Debemos recordar una verdad elemental.

Un diputado no tiene su asiento. Un ministro no posee su ministerio. Un Director General no tiene su administración. Un partido no tiene una parte del estado.

El servicio público no es una franquicia comercial. No tiene derecho a cobrar una comisión de la República.

El funcionario público administra temporalmente algo que pertenece a los ciudadanos. Nada más.

El próximo inversionista debe escuchar otra frase

Cuando una empresa extranjera quiere construir una central solar, una red de agua, una fábrica, un centro de datos, una infraestructura digital o un sistema de transporte en Líbano mañana, ya no debe escuchar: « ¿Quién sabe? »

Ella ya no debe escuchar: « ¿Quién es tu intermediario? »

Y sobre todo, nunca debe escuchar: « ¿Cuál es nuestra parte? »

Ella debe escuchar: « Esta es la ley. Aquí están las reglas. Esta es la llamada para licitaciones. Todo el mundo es tratado de la misma manera. »

En ese día, el Líbano volverá a atraer dinero.

Porque el capital no tiene miedo del riesgo. Puede calcularlo. Lo que odia es arbitrario.

La cuestión debe hacerse pública

Con cada proyecto importante misteriosamente bloqueado en el Líbano, una pregunta debe hacerse automática: ¿por qué está bloqueado este proyecto?

¿Quién se opone? ¿Quién mejor controla su atribución? ¿Qué intermediarios estaban involucrados? ¿A quién iba a pagar? ¿Quién es el verdadero beneficiario económico?

Y sobre todo, ¿quién perdería dinero si las reglas fueran completamente transparentes?

Quizás empezaremos a entender por qué algunas reformas son tan difíciles de votar.

El Líbano no necesita un milagro

Necesita terminar un sistema.

El Líbano tiene empresarios. Es dueño de ingenieros. Tiene una gran diáspora. Tiene universidades. Es dueño del capital. Tiene una posición geográfica excepcional. Todavía tiene una extraordinaria capacidad de rebote.

Lo que falta es más sencillo: un Estado donde nadie puede vender la firma del Estado.

La verdadera batalla económica en el Líbano está allí.

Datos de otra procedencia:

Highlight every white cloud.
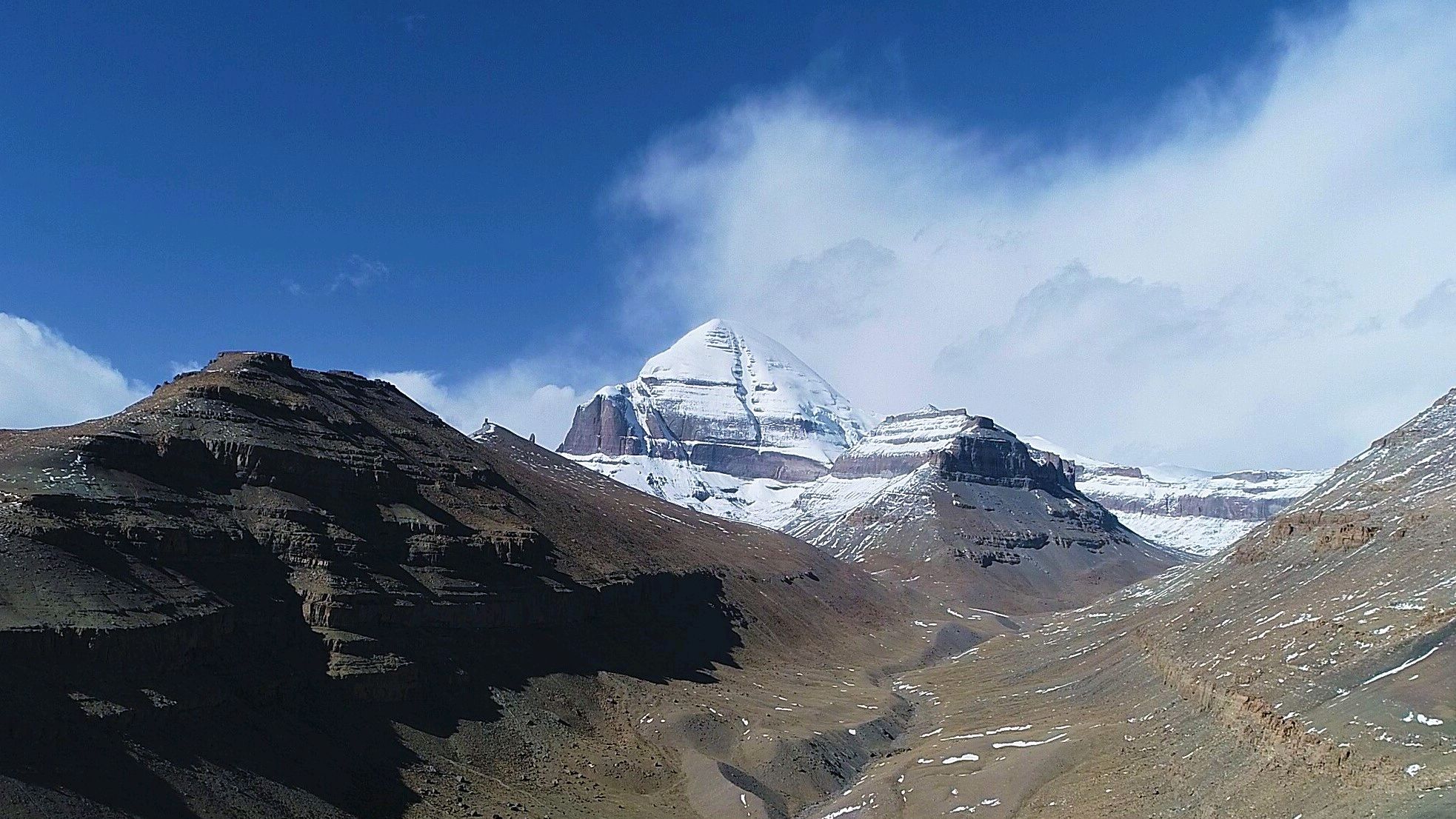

No se opone a la derecha a la izquierda. No se opone a una comunidad a otra. Se contrapone a quienes consideran al Estado como un bien común con quienes lo consideran como fuente de ingresos privados.

Y un día tendrás que elegir.

O el Líbano sigue siendo un país donde algunos toman una comisión en cada proyecto.

O finalmente se convierte en un país donde cada proyecto ayuda a reconstruir la nación.

Debido a que tomando un porcentaje de todo, algunos parecen haber olvidado una realidad básica: uno no puede tomar para siempre el 10% de un país que se ha reducido gradualmente a cero.